Full Program »
Voicefox: Leveraging Inbuilt Transcription to Enhance the Security of Machine-Human Speaker Verification against Voice Synthesis Attacks
In this paper, we propose Voicefox, a defense against the threat of automated voice synthesis attacks in machine-based and human-based speaker verification applications. Voicefox is based on a hitherto undiscovered potential of speech-to-text transcription, already built into these applications. Voicefox relies on the premise that while the synthesized samples might be falsely accepted by the speaker verification systems and human listeners, they cannot be transcribed as accurately as a natural human voice by the speech-to-text techniques. Voicefox is not a speaker verification system, but rather an independent module that can be integrated with any speaker verification system to enhance its security against voice synthesis attacks.

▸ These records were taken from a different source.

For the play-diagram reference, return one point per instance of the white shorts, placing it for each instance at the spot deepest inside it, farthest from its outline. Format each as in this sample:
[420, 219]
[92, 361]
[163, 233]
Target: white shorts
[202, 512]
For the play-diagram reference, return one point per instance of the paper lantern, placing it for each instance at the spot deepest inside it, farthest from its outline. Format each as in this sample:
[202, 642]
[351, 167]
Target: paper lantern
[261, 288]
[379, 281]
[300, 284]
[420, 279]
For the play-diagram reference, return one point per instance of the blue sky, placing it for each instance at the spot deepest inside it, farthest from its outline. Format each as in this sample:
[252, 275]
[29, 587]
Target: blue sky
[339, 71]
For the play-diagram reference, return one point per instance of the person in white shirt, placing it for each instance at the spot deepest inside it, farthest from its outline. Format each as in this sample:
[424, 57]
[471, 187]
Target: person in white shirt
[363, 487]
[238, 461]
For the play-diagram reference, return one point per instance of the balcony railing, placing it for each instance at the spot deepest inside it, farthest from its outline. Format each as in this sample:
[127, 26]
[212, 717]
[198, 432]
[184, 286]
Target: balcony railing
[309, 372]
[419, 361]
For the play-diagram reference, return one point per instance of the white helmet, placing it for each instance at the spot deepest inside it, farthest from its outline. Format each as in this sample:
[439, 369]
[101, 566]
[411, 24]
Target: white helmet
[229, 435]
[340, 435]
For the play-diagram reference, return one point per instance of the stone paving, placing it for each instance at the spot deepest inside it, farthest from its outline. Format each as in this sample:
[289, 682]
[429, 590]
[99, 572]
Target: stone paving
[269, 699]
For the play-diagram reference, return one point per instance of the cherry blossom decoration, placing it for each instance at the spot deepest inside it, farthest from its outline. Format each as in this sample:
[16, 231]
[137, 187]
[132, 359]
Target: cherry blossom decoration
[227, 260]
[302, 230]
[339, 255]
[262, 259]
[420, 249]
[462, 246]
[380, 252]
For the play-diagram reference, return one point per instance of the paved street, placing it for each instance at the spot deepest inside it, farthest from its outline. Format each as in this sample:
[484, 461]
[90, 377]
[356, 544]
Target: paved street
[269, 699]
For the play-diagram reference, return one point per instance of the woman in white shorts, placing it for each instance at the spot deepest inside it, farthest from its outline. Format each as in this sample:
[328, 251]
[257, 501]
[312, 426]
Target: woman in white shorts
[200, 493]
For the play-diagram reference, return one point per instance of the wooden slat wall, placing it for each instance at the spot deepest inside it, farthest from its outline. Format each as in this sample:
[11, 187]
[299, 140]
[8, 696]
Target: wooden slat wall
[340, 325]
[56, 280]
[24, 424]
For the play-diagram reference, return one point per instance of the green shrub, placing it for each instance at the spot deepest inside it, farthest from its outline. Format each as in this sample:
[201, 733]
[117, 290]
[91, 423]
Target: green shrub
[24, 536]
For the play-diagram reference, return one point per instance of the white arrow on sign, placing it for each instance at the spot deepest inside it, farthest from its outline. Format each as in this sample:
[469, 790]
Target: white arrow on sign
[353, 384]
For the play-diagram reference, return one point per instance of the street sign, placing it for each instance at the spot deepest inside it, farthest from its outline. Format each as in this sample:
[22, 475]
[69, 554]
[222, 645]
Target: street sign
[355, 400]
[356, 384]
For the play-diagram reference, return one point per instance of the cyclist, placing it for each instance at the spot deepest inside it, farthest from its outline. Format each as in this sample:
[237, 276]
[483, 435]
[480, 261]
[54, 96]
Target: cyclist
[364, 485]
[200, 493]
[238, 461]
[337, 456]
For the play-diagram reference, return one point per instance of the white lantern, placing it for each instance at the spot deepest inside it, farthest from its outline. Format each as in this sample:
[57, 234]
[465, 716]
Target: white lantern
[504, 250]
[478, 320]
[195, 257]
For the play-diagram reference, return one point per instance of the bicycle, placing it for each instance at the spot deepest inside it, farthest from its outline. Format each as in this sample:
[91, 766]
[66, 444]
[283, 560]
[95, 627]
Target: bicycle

To test our premise and as an essential pre-requisite for building Voicefox, we ran an extensive study that measures the accuracy of off-the-shelf speech-to-text techniques when confronted with the synthesized samples generated by the state-of-the-art speech synthesis techniques. Our results show that the transcription error rate for the synthesized voices is significantly higher, on average 2-3x, than the error rate for natural voices. This study quantitatively proves our hypothesis that human voices are transcribed more accurately than synthesized voices. We further propose several post-transcription rules in designing Voicefox, including acceptance of transcribed text even if up to a certain number of words are not transcribed correctly, and ignoring the words not available in the reference dictionary. By applying such rules, Voicefox can effectively reduce the false rejection rates to as low as 1.20-4.69% depending on the application and the transcriber used, and reduce the false accept rates to 0% for dictionaries with phonetically-distinct words.